Reducing Tonearm Vibration

Technical Measurements Aren’t Everything

Tonearms appear quite similar, but in fact nothing could be further from the truth. There are various schools of thought on how to tackle the design challenges presented. The most popular theory is that energy is best absorbed by damping, so there are manufacturers who go to great lengths to use this plausible theory to “prove” superior performance by comparing technical measurements.

The big problem with this approach is that technical measurements have proved time and again to have their limitations. Suffice it to say, there are many well-known examples in audio history from CDs low-distortion figures to speakers with perfect frequency-response that sound terrible.

High Speed Ripple Effects in Tonearm Structure Cause Unwanted Cartridge Movement

We noticed that tests conducted on tonearms which gave better technical figures for damping did not always give better results in subjective listening tests. So whats going wrong?

  • Actual deflection and angular rotation of the tonearm in vibration–this measurement is in our view more important than resonance figures
  • The recovery speed–the speed to get back to correct position.
  • The speed of energy transmission and the locations at which damping or energy loss occurs is not measured. These factors introduce timing issues and energy reflections
  • The measurements given are usually in only one axis which leaves 5 more, equally important ones totally unmeasured. One-axis measurements are not at all indicative of what the rest are like

Tonearms bend microscopically out of position under load and need to recover quickly. But this is overlooked as it conflicts with the more plausible need for damping. You actually need the correct balance of both high speed recovery and damping which is why we test exhaustively to achieve this.
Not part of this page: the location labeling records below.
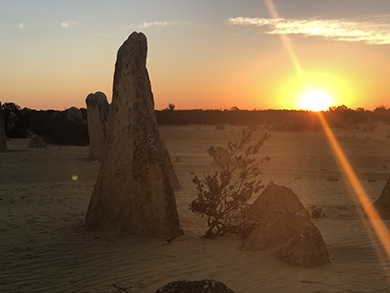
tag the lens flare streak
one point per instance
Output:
(378, 225)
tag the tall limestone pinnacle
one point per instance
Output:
(3, 139)
(133, 193)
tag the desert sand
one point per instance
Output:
(44, 194)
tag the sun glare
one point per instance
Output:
(315, 101)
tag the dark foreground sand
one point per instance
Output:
(42, 210)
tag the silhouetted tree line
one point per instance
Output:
(56, 128)
(53, 126)
(283, 120)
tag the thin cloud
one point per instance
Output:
(157, 23)
(372, 30)
(68, 24)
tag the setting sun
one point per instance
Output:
(315, 101)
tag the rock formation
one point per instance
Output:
(219, 154)
(133, 193)
(98, 110)
(276, 197)
(369, 126)
(204, 286)
(382, 204)
(37, 141)
(3, 139)
(293, 238)
(171, 170)
(75, 115)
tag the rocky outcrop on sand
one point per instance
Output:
(382, 204)
(293, 238)
(219, 154)
(75, 115)
(276, 197)
(37, 141)
(369, 126)
(133, 193)
(3, 139)
(204, 286)
(98, 110)
(171, 170)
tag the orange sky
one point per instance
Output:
(200, 56)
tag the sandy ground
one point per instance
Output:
(45, 249)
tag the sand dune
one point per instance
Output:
(45, 249)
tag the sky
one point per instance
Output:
(203, 54)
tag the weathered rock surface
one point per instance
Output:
(133, 193)
(37, 141)
(293, 238)
(75, 115)
(3, 139)
(204, 286)
(276, 197)
(98, 110)
(382, 204)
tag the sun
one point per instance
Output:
(315, 101)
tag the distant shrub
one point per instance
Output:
(223, 196)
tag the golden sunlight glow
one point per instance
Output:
(315, 101)
(379, 226)
(338, 90)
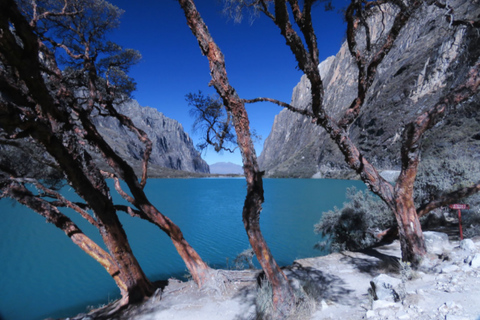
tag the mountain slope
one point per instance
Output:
(225, 168)
(172, 147)
(420, 68)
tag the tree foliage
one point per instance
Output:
(213, 121)
(356, 225)
(294, 20)
(57, 72)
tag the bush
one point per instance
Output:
(353, 227)
(437, 176)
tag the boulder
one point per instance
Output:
(436, 242)
(386, 288)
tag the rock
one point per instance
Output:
(417, 72)
(450, 268)
(436, 242)
(475, 263)
(384, 287)
(172, 147)
(468, 245)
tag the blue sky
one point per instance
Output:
(258, 62)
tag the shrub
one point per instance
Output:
(353, 227)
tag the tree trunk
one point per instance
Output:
(53, 215)
(410, 231)
(49, 125)
(283, 297)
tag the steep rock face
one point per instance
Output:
(172, 147)
(420, 69)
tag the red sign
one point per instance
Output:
(459, 206)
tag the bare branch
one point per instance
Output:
(287, 106)
(449, 198)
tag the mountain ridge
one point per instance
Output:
(428, 56)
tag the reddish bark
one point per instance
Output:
(18, 192)
(46, 120)
(283, 298)
(400, 198)
(80, 170)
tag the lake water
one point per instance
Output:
(43, 274)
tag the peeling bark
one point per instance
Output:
(283, 298)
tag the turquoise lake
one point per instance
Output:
(43, 274)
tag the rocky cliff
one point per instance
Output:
(420, 69)
(172, 147)
(173, 153)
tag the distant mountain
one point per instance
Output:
(226, 168)
(425, 62)
(172, 147)
(173, 153)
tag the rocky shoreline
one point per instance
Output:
(349, 285)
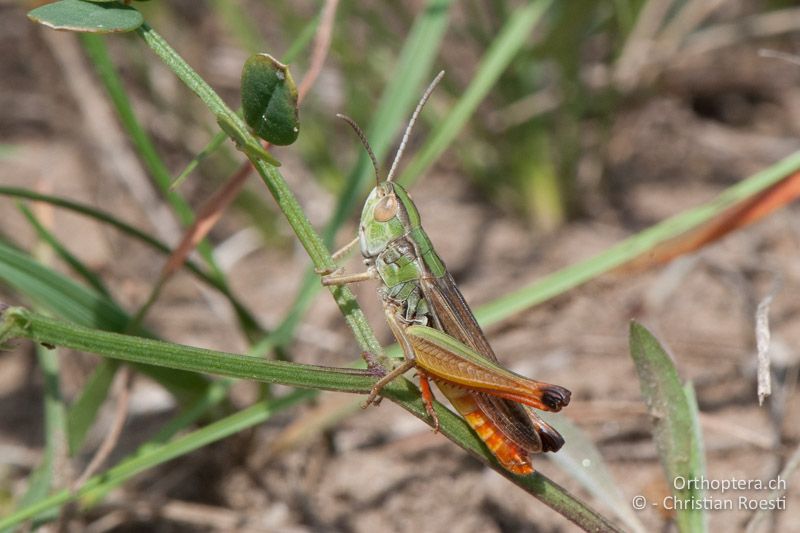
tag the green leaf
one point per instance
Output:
(83, 412)
(243, 141)
(64, 297)
(674, 429)
(511, 38)
(18, 322)
(581, 459)
(77, 15)
(269, 99)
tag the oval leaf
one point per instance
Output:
(269, 99)
(77, 15)
(675, 429)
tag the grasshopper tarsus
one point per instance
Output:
(427, 399)
(374, 367)
(555, 397)
(327, 271)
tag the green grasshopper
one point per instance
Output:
(437, 331)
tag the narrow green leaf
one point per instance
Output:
(76, 264)
(215, 142)
(77, 15)
(245, 316)
(19, 322)
(415, 61)
(150, 456)
(41, 480)
(673, 424)
(514, 34)
(66, 298)
(574, 275)
(83, 412)
(57, 293)
(244, 142)
(581, 459)
(269, 99)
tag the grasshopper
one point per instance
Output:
(437, 331)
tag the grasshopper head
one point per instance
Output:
(388, 214)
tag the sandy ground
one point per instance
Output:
(719, 118)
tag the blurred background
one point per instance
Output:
(609, 117)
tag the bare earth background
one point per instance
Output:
(720, 117)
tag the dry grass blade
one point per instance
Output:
(747, 212)
(212, 211)
(122, 389)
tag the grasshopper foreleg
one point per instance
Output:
(391, 376)
(427, 398)
(338, 279)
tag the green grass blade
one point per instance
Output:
(55, 430)
(244, 314)
(413, 66)
(570, 277)
(511, 38)
(210, 147)
(19, 322)
(283, 196)
(66, 298)
(674, 426)
(75, 264)
(150, 456)
(404, 88)
(83, 412)
(581, 459)
(96, 50)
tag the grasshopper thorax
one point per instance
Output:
(388, 215)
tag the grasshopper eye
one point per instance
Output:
(387, 208)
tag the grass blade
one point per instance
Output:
(153, 455)
(511, 38)
(675, 428)
(18, 322)
(83, 412)
(581, 459)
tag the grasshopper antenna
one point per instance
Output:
(411, 122)
(364, 141)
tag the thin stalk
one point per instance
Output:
(20, 323)
(286, 201)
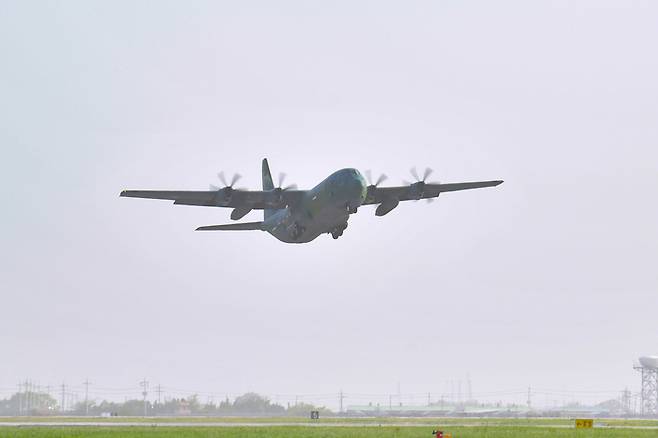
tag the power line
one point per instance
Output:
(86, 383)
(145, 385)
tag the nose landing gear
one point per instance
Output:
(297, 231)
(338, 231)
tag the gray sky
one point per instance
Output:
(548, 280)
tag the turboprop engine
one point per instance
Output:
(386, 206)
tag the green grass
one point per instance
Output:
(515, 422)
(315, 432)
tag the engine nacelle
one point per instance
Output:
(240, 212)
(386, 206)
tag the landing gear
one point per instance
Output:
(297, 231)
(338, 231)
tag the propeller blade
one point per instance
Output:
(368, 176)
(414, 173)
(427, 173)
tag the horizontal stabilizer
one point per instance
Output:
(233, 227)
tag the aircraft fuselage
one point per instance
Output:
(324, 209)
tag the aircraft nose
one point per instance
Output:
(361, 185)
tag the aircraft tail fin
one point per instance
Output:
(268, 184)
(233, 227)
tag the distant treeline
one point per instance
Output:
(38, 403)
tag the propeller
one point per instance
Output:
(282, 178)
(222, 179)
(380, 180)
(280, 188)
(373, 186)
(418, 187)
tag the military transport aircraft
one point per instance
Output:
(299, 216)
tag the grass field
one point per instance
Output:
(316, 432)
(362, 421)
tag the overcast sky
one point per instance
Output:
(548, 280)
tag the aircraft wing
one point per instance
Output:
(225, 197)
(378, 195)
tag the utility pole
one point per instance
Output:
(27, 397)
(145, 386)
(61, 406)
(20, 398)
(529, 398)
(86, 383)
(159, 391)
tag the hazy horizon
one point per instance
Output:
(546, 281)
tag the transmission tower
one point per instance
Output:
(648, 368)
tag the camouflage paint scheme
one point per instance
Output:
(299, 216)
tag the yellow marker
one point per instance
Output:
(584, 423)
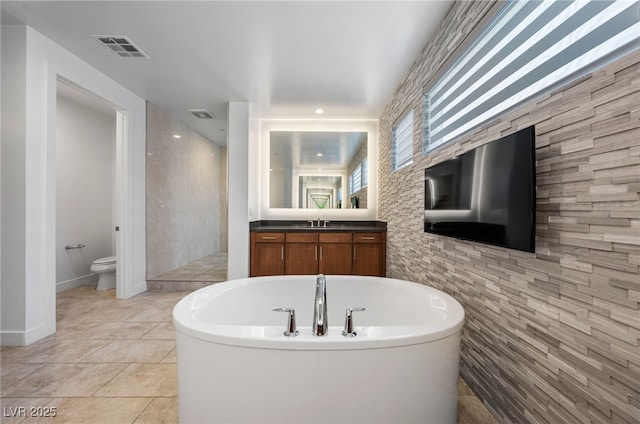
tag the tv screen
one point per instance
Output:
(487, 194)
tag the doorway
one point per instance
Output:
(85, 188)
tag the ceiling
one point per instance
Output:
(284, 57)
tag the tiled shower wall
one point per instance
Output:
(553, 336)
(186, 194)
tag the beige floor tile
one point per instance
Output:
(171, 357)
(153, 315)
(472, 411)
(162, 331)
(132, 351)
(64, 380)
(105, 330)
(93, 410)
(52, 350)
(151, 380)
(17, 410)
(136, 329)
(160, 411)
(12, 373)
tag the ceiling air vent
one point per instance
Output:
(121, 46)
(202, 113)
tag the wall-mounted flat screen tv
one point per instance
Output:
(487, 194)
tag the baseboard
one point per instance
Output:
(24, 338)
(85, 280)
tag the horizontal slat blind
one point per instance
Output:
(355, 179)
(365, 173)
(529, 48)
(403, 142)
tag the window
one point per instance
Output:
(531, 47)
(402, 142)
(365, 175)
(355, 179)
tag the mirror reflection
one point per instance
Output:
(318, 170)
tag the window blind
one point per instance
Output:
(531, 47)
(402, 139)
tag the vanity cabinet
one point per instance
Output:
(301, 253)
(313, 252)
(267, 254)
(369, 254)
(335, 253)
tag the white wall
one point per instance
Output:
(31, 65)
(239, 170)
(85, 165)
(13, 120)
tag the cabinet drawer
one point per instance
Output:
(302, 237)
(269, 237)
(367, 237)
(335, 237)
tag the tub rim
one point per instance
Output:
(271, 337)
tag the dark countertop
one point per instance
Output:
(335, 226)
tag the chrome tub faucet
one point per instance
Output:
(320, 324)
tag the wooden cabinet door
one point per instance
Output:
(301, 253)
(267, 254)
(335, 253)
(367, 259)
(335, 258)
(369, 254)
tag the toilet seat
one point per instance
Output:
(108, 260)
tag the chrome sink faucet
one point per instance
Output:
(320, 324)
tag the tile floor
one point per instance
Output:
(195, 275)
(113, 361)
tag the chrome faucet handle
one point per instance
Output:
(349, 331)
(291, 330)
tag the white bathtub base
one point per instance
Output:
(219, 383)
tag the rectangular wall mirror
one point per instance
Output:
(318, 170)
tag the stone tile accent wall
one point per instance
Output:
(362, 194)
(549, 337)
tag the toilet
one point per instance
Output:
(106, 270)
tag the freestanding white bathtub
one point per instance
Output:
(235, 365)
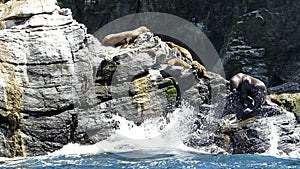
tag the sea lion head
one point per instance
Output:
(143, 29)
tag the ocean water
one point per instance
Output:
(143, 160)
(154, 144)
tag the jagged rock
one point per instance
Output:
(48, 58)
(258, 45)
(290, 87)
(268, 30)
(291, 102)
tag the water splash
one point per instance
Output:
(274, 139)
(154, 135)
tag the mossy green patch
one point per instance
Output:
(290, 102)
(171, 92)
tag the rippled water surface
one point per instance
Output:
(148, 160)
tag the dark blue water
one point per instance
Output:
(144, 160)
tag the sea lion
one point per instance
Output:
(123, 37)
(179, 62)
(185, 53)
(251, 90)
Is Build Quality the Answer?

Build quality with underlying design flaws is a waste of money and does not deliver real results, however pretty it may be to look at and admire.

For example, a side-bias mechanism with a beautifully engraved spring dial may look to have better build quality than the thread and weight that we use – the problem is that the spring mechanism invariably rattles in micro-vibration and the degradation is clearly audible when amplified 8000 times. We have exercised a steady refusal to be seduced or pander to these flawed values which mitigate against true sound quality. A multitude of similar instances soon start to add up and eventually a very significant performance lead is built up.